Sobald die Musik ertönt, kann Jathee Ramanathan nicht mehr still stehen. Zuerst zuckt nur ein Finger, dann die Hand und schliesslich folgen die Arme. Innert wenigen Sekunden ist der ganze Körper des 19-Jährigen in Bewegung. Er tanzt «Freestyle» – also frei, ohne jegliche Choreografie. Für diese Art des Tanzens brennt er am meisten. Verschiedene Stile zu kombinieren ohne sich einzuschränken sei «sein Ding», sagt der Fahrweider.

Jathee Ramanathan tanzt «Freestyle» - ohne Choreographie

Jathee Ramanathan tanzt «Freestyle» - ohne Choreographie

«Alles auf Anfang», ruft Sarah Keusch durch den Tanzsaal im Salsarica in Zürich und unterbricht damit Jathee Ramanathans spontane Tanzeinlage. Die Choreografin trainiert ihn und «Team Rot» für den grössten Schweizer Tanzwettkampf «The Dance». Es bleiben nur noch einige Tage, bis es am 30. April ernst wird und die Jugendlichen gegen die andere Gruppe, «Team Weiss», im Hallenstadion antreten. Jede Einzelheit muss sitzen. Jathee Ramanathan ist hoch konzentriert. Auch wenn er erst vor wenigen Jahren damit begonnen hat, nach einer Choreografie zu tanzen, sitzt die Schrittabfolge perfekt. Zu Beginn sei es zwar schwierig gewesen, den ganzen Ablauf aufzunehmen, doch Sarah sei die ideale Tanzlehrerin, sagt er.
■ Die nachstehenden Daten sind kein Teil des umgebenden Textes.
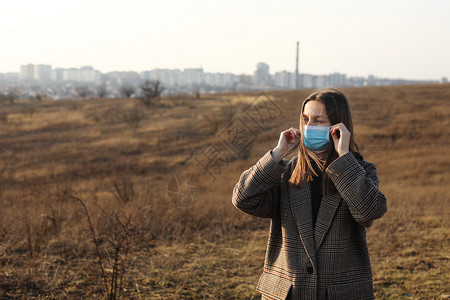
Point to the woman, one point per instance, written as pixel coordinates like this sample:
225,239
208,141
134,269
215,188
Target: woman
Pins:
319,203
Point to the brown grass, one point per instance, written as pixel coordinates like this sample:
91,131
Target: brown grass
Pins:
203,248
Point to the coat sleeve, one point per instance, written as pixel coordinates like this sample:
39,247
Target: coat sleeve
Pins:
257,190
358,185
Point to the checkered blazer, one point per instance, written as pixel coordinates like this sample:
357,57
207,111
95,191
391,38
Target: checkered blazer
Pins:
330,262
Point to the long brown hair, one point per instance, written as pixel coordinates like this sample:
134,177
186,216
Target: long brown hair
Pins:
338,110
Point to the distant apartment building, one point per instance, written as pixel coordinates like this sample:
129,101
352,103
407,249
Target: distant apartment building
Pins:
26,72
35,72
192,76
42,72
261,76
85,74
336,79
284,80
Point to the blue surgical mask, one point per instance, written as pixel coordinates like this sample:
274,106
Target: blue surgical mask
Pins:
316,138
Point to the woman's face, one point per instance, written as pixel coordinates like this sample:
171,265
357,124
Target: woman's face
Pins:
314,114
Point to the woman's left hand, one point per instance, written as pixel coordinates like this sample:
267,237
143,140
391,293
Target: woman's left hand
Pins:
341,142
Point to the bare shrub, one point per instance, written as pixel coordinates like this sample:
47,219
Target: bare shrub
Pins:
151,91
82,91
127,91
133,118
101,91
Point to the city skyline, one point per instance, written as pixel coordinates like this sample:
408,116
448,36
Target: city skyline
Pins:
391,39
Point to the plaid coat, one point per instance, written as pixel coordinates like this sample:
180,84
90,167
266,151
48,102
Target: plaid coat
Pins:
330,262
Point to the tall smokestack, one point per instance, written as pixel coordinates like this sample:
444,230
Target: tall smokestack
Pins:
296,70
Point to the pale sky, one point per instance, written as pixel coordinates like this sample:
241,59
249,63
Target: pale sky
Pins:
387,38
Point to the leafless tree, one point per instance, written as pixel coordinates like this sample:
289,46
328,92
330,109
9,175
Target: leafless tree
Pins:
82,91
126,91
151,91
101,91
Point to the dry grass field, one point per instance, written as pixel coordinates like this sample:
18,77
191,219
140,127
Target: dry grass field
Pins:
109,198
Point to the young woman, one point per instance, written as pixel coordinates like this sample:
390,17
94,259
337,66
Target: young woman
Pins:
319,203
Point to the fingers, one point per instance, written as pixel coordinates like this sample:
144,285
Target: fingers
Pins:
341,138
292,134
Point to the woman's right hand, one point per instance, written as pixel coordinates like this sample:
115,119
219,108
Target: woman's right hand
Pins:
289,140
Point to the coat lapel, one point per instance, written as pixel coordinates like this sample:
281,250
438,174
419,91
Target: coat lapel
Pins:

Schön sei es, dass man sich auch selbst einbringen könne, sagt der junge Tänzer. Innerhalb der Choreografie tanze er zusammen mit zwei anderen Tänzern ein Trio. Dieses hätten sie selbst kreieren dürfen.

Sieben Stunden am Tag

Mit dem Tanzen begonnen hat Jathee Ramanathan vor zehn Jahren. Damals noch im stillen Kämmerchen, ohne Zuschauer. Erst fünf Jahre später nahm er zum ersten Mal Tanzunterricht und belegte Kurse. Seit nun zwei Jahren ist er Mitglied bei «Flow to Flow», einer Tanzgruppe in Zürich. Zwei Mal wöchentlich trainieren die Talente gemeinsam. Jetzt, wo bald die grosse Show im Hallenstadion bevorsteht, reichen zwei Mal nicht mehr aus. Bis zu sieben Stunden und vier Mal die Woche ist der junge Limmattaler in Bewegung. Viel Freizeit bleibe da nicht. «Viel Schlaf ist genau so wichtig wie das Training», sagt er.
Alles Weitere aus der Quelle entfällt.